Wednesday, December 11, 2013
Organic Whole Milk: More Omega-3 Fatty Acids
Yesterday, NPR's The Salt blog featured the article Fresh Research Finds Organic Milk Packs In Omega-3s. The study is published in PLOS One and spans 18 months, comparing milk from conventionally fed cows (feed rich in corn and soy beans) and organically fed cows (pasture-fed, including grass and legumes). The findings? Organic whole milk contains approximately 60% higher levels of omega-3 fatty acids and 25% lower levels of omega-6 fatty acids.
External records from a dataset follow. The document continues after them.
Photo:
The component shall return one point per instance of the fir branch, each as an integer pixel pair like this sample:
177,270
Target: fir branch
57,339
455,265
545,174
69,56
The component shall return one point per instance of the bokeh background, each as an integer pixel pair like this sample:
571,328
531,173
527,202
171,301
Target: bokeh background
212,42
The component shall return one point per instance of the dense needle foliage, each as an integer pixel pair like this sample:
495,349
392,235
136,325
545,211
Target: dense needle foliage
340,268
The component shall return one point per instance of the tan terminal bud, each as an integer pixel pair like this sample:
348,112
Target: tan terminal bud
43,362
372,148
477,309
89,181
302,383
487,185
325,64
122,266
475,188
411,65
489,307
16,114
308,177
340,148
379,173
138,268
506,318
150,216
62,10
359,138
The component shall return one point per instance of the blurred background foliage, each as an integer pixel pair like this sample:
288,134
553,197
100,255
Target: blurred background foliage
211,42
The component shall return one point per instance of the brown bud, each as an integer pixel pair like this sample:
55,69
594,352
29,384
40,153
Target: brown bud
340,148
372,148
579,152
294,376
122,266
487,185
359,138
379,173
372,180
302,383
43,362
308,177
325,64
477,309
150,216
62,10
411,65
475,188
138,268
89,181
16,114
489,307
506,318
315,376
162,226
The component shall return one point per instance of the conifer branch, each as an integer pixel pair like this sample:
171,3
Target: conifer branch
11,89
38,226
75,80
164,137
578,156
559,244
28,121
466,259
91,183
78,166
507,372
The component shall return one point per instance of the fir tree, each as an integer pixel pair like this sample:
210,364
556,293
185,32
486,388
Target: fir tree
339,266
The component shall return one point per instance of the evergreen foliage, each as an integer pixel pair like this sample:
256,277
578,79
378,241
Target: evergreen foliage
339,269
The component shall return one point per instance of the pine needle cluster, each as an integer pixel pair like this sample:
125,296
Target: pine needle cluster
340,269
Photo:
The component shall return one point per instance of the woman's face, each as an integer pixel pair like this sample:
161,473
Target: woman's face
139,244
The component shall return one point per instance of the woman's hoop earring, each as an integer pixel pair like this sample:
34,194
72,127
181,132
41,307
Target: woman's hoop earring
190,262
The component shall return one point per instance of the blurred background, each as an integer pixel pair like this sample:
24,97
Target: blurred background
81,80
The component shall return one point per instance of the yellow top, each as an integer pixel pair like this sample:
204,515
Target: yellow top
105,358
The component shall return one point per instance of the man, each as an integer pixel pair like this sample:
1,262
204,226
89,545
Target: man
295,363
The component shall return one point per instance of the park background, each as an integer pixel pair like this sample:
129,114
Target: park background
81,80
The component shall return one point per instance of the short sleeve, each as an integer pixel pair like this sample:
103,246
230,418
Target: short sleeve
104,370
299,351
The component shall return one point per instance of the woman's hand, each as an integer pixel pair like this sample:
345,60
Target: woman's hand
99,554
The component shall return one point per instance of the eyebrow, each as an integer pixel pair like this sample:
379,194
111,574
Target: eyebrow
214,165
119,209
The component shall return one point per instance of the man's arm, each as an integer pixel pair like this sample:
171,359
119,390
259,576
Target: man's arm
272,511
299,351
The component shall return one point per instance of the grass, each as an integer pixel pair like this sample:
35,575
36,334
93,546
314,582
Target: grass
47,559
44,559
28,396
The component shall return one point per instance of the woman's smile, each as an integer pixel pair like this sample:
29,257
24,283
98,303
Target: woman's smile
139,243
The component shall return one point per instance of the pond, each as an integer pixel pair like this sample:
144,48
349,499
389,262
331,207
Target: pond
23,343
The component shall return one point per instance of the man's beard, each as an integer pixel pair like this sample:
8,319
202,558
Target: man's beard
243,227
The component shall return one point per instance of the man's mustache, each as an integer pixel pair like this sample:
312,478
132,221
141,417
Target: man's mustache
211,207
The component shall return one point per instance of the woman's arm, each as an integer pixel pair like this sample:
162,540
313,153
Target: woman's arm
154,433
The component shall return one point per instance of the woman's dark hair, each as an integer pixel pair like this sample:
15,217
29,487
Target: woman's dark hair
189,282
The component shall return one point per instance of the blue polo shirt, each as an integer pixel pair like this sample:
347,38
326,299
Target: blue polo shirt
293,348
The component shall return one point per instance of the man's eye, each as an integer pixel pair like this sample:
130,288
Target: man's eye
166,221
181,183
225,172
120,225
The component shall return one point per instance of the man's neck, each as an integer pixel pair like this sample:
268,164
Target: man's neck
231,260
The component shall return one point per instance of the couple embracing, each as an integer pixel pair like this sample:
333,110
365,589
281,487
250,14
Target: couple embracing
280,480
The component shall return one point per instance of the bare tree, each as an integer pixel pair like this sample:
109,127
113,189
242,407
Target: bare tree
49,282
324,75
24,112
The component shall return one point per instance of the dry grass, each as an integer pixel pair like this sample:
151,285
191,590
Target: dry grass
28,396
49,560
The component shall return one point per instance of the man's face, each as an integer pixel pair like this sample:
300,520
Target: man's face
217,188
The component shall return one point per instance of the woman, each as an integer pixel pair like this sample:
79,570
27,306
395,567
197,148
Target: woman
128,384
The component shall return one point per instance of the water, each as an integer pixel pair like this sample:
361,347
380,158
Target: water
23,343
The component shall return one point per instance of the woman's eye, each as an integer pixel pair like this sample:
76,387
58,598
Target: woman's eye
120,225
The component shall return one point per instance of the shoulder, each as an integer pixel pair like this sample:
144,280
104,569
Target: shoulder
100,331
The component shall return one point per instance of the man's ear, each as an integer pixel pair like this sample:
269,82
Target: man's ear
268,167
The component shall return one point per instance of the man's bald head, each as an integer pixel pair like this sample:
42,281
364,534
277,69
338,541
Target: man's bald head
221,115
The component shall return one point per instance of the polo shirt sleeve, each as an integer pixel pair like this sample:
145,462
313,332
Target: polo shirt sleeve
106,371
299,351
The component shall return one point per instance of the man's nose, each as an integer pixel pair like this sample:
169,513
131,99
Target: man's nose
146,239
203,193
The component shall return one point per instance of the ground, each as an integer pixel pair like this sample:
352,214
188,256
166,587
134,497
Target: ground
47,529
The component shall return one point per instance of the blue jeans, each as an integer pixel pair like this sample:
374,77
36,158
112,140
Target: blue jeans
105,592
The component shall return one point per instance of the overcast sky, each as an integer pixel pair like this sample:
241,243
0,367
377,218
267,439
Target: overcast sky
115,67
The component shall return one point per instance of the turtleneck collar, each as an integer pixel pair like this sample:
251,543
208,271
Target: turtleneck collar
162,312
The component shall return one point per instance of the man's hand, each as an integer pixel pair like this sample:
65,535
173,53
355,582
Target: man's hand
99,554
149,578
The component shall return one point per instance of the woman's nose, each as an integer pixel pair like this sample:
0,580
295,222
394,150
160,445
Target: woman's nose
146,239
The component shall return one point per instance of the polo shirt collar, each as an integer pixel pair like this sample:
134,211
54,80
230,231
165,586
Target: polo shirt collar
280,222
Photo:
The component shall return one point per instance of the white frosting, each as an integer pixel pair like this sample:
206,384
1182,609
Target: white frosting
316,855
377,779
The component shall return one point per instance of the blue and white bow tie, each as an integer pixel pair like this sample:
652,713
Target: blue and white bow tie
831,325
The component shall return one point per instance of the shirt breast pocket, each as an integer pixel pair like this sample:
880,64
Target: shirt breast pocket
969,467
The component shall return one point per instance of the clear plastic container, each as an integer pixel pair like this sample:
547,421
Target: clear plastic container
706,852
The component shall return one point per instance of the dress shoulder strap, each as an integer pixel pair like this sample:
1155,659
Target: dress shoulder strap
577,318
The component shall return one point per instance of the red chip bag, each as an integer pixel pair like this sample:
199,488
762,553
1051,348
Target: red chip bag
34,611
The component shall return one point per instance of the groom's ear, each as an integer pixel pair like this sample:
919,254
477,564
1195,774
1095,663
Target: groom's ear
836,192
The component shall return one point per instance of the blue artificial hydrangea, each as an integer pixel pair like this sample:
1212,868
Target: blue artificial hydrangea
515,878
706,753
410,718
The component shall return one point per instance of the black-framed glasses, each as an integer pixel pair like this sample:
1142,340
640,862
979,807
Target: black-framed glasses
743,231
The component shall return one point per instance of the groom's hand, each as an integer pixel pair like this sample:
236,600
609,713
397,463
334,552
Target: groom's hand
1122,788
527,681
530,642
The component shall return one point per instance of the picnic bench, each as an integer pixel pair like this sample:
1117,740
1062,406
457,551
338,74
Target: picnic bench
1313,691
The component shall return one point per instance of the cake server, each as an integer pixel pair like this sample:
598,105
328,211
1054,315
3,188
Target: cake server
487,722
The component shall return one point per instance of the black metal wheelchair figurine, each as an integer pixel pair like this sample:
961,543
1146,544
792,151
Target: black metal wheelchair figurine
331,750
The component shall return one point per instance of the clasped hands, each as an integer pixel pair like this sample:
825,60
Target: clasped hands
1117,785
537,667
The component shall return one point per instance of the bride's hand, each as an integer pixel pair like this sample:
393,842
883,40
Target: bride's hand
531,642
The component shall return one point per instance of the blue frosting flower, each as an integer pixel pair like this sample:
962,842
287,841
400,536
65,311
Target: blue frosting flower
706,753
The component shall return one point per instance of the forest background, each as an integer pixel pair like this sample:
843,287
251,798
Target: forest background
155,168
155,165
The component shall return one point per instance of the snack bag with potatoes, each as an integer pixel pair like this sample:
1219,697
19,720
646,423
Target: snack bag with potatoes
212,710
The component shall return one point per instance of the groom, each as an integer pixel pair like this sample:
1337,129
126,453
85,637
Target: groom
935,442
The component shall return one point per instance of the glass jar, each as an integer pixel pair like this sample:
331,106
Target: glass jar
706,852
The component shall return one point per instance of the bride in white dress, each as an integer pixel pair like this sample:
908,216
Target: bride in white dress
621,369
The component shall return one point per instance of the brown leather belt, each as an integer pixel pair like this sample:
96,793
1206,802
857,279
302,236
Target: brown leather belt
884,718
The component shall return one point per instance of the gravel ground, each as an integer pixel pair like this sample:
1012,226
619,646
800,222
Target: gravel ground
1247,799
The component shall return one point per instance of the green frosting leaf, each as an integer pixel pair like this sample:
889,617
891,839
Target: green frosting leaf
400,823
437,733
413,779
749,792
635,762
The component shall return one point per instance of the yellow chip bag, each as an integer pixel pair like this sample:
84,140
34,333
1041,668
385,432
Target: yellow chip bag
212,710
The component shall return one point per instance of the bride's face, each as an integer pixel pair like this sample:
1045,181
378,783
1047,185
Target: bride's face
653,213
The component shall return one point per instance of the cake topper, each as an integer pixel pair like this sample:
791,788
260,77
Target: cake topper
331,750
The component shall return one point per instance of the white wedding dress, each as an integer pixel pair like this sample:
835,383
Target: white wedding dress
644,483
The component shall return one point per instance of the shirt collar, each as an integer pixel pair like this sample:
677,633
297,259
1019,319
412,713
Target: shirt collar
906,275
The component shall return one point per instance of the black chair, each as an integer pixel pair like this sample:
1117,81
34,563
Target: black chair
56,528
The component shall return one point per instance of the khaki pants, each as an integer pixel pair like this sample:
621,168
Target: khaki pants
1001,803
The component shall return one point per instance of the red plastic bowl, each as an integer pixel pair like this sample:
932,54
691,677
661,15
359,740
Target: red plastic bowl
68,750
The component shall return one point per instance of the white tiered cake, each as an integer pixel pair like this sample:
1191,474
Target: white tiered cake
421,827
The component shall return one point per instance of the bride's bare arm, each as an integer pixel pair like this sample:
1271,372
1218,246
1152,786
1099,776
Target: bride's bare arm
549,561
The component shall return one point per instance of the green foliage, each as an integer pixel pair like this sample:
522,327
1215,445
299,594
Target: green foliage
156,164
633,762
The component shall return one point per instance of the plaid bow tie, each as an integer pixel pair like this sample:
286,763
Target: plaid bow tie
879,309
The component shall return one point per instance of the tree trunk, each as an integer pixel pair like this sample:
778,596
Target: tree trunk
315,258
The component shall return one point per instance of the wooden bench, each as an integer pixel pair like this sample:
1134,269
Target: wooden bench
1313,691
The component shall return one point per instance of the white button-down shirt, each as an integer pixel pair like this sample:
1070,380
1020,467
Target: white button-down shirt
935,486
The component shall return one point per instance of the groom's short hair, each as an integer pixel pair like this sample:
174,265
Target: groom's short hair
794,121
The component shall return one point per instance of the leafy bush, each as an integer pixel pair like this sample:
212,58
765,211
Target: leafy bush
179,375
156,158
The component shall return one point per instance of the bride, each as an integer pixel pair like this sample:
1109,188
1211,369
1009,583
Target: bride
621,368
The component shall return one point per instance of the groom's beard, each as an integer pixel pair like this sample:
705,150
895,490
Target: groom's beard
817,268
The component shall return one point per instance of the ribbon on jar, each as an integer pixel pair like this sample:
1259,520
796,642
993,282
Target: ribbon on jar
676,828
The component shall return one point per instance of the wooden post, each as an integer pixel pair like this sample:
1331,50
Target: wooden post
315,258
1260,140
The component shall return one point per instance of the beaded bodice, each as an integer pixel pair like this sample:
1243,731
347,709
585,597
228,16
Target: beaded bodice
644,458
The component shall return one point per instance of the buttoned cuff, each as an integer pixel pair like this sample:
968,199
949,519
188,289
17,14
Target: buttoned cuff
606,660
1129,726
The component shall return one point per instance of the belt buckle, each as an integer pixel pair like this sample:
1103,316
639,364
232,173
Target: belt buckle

The ratio of omega-3 to omega-6 fatty acids has been studied extensively, and currently evidence supports a target omega-3/omega-6 ratio of 2.3:1 to minimize cardiovascular risk. The typical Western diet typically contains dramatically higher omega-6 fatty acids compared to omega-3 fatty acids (the ratio is estimated to be around 10-15:1. The tendency to shy away from full fat dairy products (for example, the American Academy of Pediatrics recommends switching to reduced fat milk by age 2) stems from the relatively high amount of saturated fat, which has been linked to higher LDL levels. Yet, there has not been a lot of research into the potentially cardioprotective effects of dairy products.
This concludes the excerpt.